1Q22 results slightly missed our expectations
Hefei Department Store announced its 1Q22 results: Revenue edged up 0.2% YoY to Rmb1.91bn; attributable net profit fell 15.6% YoY to Rmb91mn, implying EPS of Rmb0.12, slightly missing our expectations mainly due to COVID-19 resurgence; and recurring net profit dropped 26.0% YoY to Rmb60mn. In addition, the firm recorded non-recurring revenue of Rmb22mn mainly from its investment income.
Trends to watch
1Q22 revenue remained flat YoY. The firm’s operations remained largely stable despite the COVID-19 resurgence, with its revenue in 1Q22 up 0.2% YoY. Specifically, we think the COVID-19 resurgence weighed on the offline footfall of its department store and household appliance business. As for its supermarket business, we believe COVID-19 - coupled with intensified competition - affected offline footfall, but likely stimulated demand driven by consumers’ stockpiling recently. Moreover, the firm continued its investment in its agricultural product projects. We expect its agricultural product wholesaling business to maintain robust growth in 2022.
Declining gross margin (GM) dragged profitability; recurring net profit margin fell 1.1ppt YoY. In 1Q22, GM edged down 1ppt YoY to 30.2%. Selling, G&A and financial expense ratios reached 6.3% (down 0.1ppt YoY), 14.2% (up 0.3ppt YoY) and 1.1% (down 0.1ppt YoY). As a result, attributable net profit margin dropped 0.9ppt YoY to 4.8%, and recurring net profit margin slid 1.1ppt YoY to 3.2%. GM also declined, putting a drag on the firm’s profitability in 1Q22.

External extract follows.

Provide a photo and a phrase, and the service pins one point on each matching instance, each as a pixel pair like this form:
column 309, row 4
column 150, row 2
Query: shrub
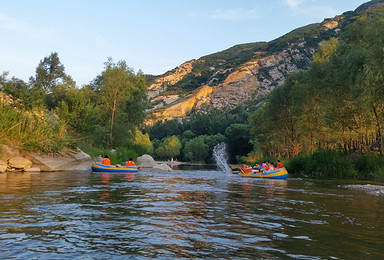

Watch business innovation and digital transformation. 1) Business innovation: In 2022, the firm plans to step up its efforts to explore innovative and diversified business models for its main businesses. Specifically, it plans to accelerate the transformation of the cooperation model, improve scenario-based services and explore new profit models for its department store business. Moreover, Joymart (the firm’s chain supermarket brand) will enhance the profitability of its core products by strengthening proprietary brand power, and expanding fresh food and dine-in services to more outlets. 2) Digital transformation: We expect the firm to accelerate the development of its “Baida Shopping” (a Wechat mini program), which enables consumers to access various goods and services such as department stores, supermarkets and wholesale agricultural products. Moreover, the firm will build a platform that integrates shopping, live streaming and membership services. We believe the firm will continue its efforts to strengthen its digital operating capabilities and facilitate cross-business synergies and data sharing.
Financials and valuation
Considering the COVID-19 resurgence, we lower our 2022 and 2023 earnings forecasts 10% and 9% to Rmb163mn and Rmb170mn. The stock is trading at 23x 2022e and 22x 2023e P/E. Given our earnings forecast revisions, we cut our TP 6% to Rmb5.1, implying 24x 2022e and 23x 2023e P/E and offering 5% upside. Maintain OUTPERFORM.
Risks
Weak consumer demand; intensifying competition; COVID-19 resurgence; tightening policies in the real estate industry.